Today, multiple heavyweight title belt holder Wladimir Klitschko 56-3 (49) will go for his 50th stoppage as a professional boxer. And for the third weekend in a row the cable network Epix will televise a heavyweight title bout. Klitschko, who has won 14 straight fights since he was stopped by Lamon Brewster back in April of 2004, has clearly been the dominant heavyweight in boxing since then but has yet to really be accepted by boxing fans, especially in the US. And a lot of that is because of his risk averse style, something that isn't endearing to boxing fans when they see how big, strong and skilled he is.
It's doubtful that he can do anything to change his public persona in one fight, even with a decisive knockout over Mormeck. However, this weekend he's presented with a rare opportunity – and that is fight on the heels of the other two belt holders in the division, his brother Vitali and Alexander Povetkin.
In this bout he'll have a chance for fans to make a side-by-side comparison between himself and the other title holders. And he should win with less of a struggle than either Povetkin or his brother had in securing decision victories to retain their titles.
With Vitali and Povetkin coming off reasonably exciting fights and neither of them looking dominant or unbeatable, Wladimir could make some inroads with the fans if beats Mormeck decisively. And if you think about it, Wladimir should win much more convincingly than Vitali did against Dereck Chisora two weeks ago or Povetkin did last week versus Marco Huck.
In the case of Vitali, he was fighting a young strong opponent in Chisora who had the style and needed mindset to make him work and stay in the fight. Although he was a heavy favorite, nobody thought Vitali was just gonna walk over Chisora without any resistance. As for Povetkin-Huck, you had two title holders who weren't separated by much in regards of talent who both turned pro within seven months of each other. Again, Povetkin was the favorite, but it's not as if there weren't some shrewd observers who liked Huck to prevail. As it turned out, Vitali and Povetkin didn't meet expectations and Chisora and Huck exceeded them.
The difference between those two fights and Klitschko-Mormeck is, Wladimir is an overwhelming favorite and holds every advantage in the world one fighter could hold over the other with the exception of intangibles. Wladimir is four years younger than the 39 year old Mormeck, he's at least six inches taller with a much longer reach. Oh, he's also faster, hits harder and is more experienced and versatile. Heading into the bout, no one with the exception of Lamon Brewster, who is the last fighter to beat Klitschko, gives Mormeck much of a shot to do what he did to Wladimir eight years ago.

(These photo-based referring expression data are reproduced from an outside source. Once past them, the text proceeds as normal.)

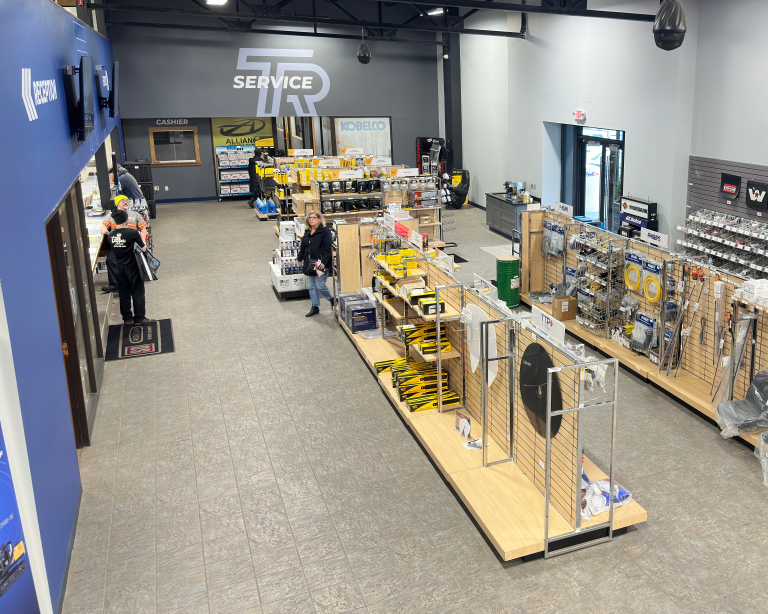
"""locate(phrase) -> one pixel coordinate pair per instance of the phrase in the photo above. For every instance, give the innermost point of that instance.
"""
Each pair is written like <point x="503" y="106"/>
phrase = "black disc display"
<point x="533" y="389"/>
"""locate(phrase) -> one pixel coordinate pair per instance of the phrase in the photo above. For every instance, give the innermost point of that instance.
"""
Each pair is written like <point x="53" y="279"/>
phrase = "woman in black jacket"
<point x="315" y="258"/>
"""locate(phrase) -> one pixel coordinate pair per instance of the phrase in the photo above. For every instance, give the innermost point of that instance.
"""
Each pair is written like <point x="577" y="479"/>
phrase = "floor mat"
<point x="501" y="250"/>
<point x="132" y="341"/>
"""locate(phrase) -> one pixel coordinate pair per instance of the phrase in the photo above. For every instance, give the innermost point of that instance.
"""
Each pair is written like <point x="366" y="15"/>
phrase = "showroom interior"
<point x="541" y="379"/>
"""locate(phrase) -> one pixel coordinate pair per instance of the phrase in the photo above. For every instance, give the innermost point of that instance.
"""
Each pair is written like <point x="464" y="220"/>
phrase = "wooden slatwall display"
<point x="530" y="448"/>
<point x="553" y="265"/>
<point x="497" y="399"/>
<point x="532" y="269"/>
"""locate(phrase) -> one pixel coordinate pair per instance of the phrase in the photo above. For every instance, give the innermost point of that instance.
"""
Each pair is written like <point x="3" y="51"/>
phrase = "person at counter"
<point x="136" y="222"/>
<point x="128" y="184"/>
<point x="131" y="287"/>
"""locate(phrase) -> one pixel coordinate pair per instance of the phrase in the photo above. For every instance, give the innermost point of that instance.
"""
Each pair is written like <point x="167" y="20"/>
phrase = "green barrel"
<point x="508" y="280"/>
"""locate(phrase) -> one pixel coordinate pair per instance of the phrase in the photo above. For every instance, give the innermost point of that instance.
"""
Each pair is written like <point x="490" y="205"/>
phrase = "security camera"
<point x="363" y="54"/>
<point x="669" y="28"/>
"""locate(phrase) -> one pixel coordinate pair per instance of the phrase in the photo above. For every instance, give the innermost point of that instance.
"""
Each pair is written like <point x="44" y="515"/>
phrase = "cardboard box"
<point x="564" y="308"/>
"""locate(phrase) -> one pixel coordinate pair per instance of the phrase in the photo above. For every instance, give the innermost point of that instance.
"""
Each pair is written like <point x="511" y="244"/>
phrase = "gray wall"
<point x="170" y="73"/>
<point x="183" y="182"/>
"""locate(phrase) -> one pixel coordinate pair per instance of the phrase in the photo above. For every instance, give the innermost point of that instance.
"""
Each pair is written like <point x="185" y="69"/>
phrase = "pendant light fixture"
<point x="363" y="52"/>
<point x="669" y="28"/>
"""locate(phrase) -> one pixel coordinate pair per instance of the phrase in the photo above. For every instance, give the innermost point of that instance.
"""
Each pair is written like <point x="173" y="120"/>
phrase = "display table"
<point x="503" y="501"/>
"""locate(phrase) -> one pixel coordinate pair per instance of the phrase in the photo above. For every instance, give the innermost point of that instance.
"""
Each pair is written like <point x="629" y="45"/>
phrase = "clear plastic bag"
<point x="747" y="416"/>
<point x="761" y="451"/>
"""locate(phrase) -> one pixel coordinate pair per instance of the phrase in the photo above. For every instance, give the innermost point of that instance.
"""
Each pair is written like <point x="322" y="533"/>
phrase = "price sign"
<point x="407" y="172"/>
<point x="564" y="209"/>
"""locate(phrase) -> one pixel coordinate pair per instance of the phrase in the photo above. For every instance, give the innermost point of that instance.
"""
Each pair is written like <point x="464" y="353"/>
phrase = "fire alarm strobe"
<point x="730" y="185"/>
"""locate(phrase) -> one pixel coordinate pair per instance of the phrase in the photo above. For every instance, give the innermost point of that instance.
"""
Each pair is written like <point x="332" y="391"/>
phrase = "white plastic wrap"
<point x="747" y="416"/>
<point x="761" y="451"/>
<point x="594" y="496"/>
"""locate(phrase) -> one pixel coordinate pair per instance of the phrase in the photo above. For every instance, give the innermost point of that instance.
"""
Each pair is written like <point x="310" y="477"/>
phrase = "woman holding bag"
<point x="315" y="259"/>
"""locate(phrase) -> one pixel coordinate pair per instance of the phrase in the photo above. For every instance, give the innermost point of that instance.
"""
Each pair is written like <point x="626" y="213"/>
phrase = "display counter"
<point x="503" y="485"/>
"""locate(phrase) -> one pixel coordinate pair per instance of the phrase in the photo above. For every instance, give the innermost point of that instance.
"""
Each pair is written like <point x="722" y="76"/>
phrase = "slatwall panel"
<point x="704" y="186"/>
<point x="530" y="448"/>
<point x="498" y="393"/>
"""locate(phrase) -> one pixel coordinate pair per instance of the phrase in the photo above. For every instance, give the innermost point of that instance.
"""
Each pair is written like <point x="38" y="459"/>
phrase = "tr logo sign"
<point x="287" y="76"/>
<point x="34" y="93"/>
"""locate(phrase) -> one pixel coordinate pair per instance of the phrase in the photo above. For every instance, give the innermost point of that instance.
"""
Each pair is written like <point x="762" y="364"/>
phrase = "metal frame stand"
<point x="548" y="465"/>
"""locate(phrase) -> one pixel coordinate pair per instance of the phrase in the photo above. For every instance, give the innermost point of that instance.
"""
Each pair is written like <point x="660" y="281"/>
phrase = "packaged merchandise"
<point x="644" y="337"/>
<point x="652" y="287"/>
<point x="595" y="498"/>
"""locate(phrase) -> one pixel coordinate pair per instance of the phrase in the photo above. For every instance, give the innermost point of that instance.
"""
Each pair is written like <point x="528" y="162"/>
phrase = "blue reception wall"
<point x="39" y="160"/>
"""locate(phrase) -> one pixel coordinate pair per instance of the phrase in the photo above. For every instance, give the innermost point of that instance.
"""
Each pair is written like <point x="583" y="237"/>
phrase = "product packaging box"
<point x="288" y="230"/>
<point x="360" y="316"/>
<point x="564" y="308"/>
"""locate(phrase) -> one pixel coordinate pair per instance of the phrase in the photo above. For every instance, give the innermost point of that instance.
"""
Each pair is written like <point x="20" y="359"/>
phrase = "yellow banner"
<point x="242" y="131"/>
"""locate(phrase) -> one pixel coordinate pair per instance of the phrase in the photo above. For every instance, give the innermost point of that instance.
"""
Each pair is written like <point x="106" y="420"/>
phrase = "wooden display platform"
<point x="687" y="388"/>
<point x="502" y="500"/>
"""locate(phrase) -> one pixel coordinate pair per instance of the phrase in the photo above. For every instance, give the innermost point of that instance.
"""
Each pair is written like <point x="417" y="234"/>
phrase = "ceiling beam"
<point x="526" y="8"/>
<point x="320" y="21"/>
<point x="355" y="37"/>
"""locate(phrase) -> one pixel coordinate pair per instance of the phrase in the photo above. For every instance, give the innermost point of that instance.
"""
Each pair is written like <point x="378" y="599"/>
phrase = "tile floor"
<point x="259" y="469"/>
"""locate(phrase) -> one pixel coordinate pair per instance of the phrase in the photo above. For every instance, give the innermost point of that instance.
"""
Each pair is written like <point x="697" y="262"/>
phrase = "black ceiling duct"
<point x="669" y="28"/>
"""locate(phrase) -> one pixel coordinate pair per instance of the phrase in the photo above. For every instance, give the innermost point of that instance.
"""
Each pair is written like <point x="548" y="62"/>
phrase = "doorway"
<point x="75" y="293"/>
<point x="600" y="165"/>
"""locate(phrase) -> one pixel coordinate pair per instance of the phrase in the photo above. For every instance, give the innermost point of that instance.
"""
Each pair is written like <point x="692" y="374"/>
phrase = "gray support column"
<point x="452" y="99"/>
<point x="102" y="175"/>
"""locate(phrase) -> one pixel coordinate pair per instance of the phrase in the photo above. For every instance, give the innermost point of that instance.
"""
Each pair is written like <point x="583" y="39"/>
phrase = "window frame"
<point x="192" y="129"/>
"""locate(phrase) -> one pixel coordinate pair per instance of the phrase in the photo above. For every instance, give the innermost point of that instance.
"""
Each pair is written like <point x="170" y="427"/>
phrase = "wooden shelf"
<point x="503" y="501"/>
<point x="433" y="357"/>
<point x="396" y="307"/>
<point x="449" y="314"/>
<point x="686" y="387"/>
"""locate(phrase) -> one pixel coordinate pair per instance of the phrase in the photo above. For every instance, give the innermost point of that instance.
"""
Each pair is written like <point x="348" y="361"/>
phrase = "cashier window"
<point x="174" y="147"/>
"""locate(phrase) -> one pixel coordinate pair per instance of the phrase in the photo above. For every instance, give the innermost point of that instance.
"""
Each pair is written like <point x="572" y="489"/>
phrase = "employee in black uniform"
<point x="315" y="259"/>
<point x="129" y="282"/>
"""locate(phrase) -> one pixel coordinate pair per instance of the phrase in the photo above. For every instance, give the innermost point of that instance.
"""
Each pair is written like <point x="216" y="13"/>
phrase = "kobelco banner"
<point x="303" y="84"/>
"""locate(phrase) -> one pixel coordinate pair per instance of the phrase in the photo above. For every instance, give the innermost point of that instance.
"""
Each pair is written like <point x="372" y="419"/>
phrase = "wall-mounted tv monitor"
<point x="114" y="107"/>
<point x="85" y="105"/>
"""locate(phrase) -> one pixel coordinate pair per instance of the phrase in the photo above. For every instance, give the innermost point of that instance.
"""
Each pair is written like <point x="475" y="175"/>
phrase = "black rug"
<point x="132" y="341"/>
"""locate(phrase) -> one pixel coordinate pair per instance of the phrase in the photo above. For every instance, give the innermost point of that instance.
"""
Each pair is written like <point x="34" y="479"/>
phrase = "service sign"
<point x="407" y="172"/>
<point x="553" y="328"/>
<point x="638" y="208"/>
<point x="564" y="209"/>
<point x="654" y="238"/>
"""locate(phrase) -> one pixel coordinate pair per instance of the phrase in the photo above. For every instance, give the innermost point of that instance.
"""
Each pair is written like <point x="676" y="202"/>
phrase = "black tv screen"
<point x="114" y="107"/>
<point x="85" y="107"/>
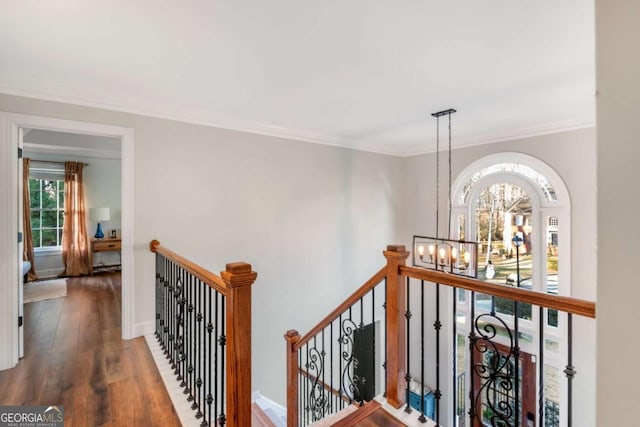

Mormeck is a pretty good puncher if he catches you clean but he didn't put much hurt on Timur Ibragimov, Fres Oquendo or Vinny Maddalone in his three fights as a heavyweight. He is a skilled fighter, but to beat Klitschko fighting as a swarmer, you have to be unrelenting and impose yourself early in order to deliver a message to Wlad that you're not intimidated by him and are going to try and take him out with everything you send his way. Mormeck is also a one dimensional fighter and if he actually tries to get inside of Klitschko, the only place where he may have the edge, Wladimir should welcome the opportunity and try to put him in press row via his big right hand, a punch that he gets off quickly and disguises well.
If you had to pick a fighter for Wladimir to meet and look good against, it would be Mormeck. Add to that fighting him at a time when the other two title holders didn't exactly distinguish themselves in their last defenses within 14 days of his bout, he couldn't ask for a better scenario. If that weren't enough, his trainer, Emanuel Steward, who's been saying for the last couple of years that the lack of knockouts in the heavyweight division has hurt the perception of the sport and division, could Klitschko ask for any more motivation?
At this stage of his career it'll be hard for Klitschko to shed the perception that most of his critics have of him. And the reason for that is, he's struggled and hasn't been overwhelming against the mostly pedestrian contenders he defended his titles against. No, Mormeck isn't the “Smokin” Joe Frazier of today's heavyweight division. But if he is true to his words that he's coming to fight, Wladimir should be afforded plenty of opportunities to put him to sleep more convincingly than his last opponent, David Haye, did three and a half years ago – if he just lets his hands go and fires without worrying first about what's coming back at him.
If there was ever a time for Wladimir to escape Vitali's shadow and deliver a big knockout, it's tonight. Yes, you could even say there's a lot of pressure on him to shine against Mormeck in this fight. Then again if he's all that, he should welcome the chance and draw from it.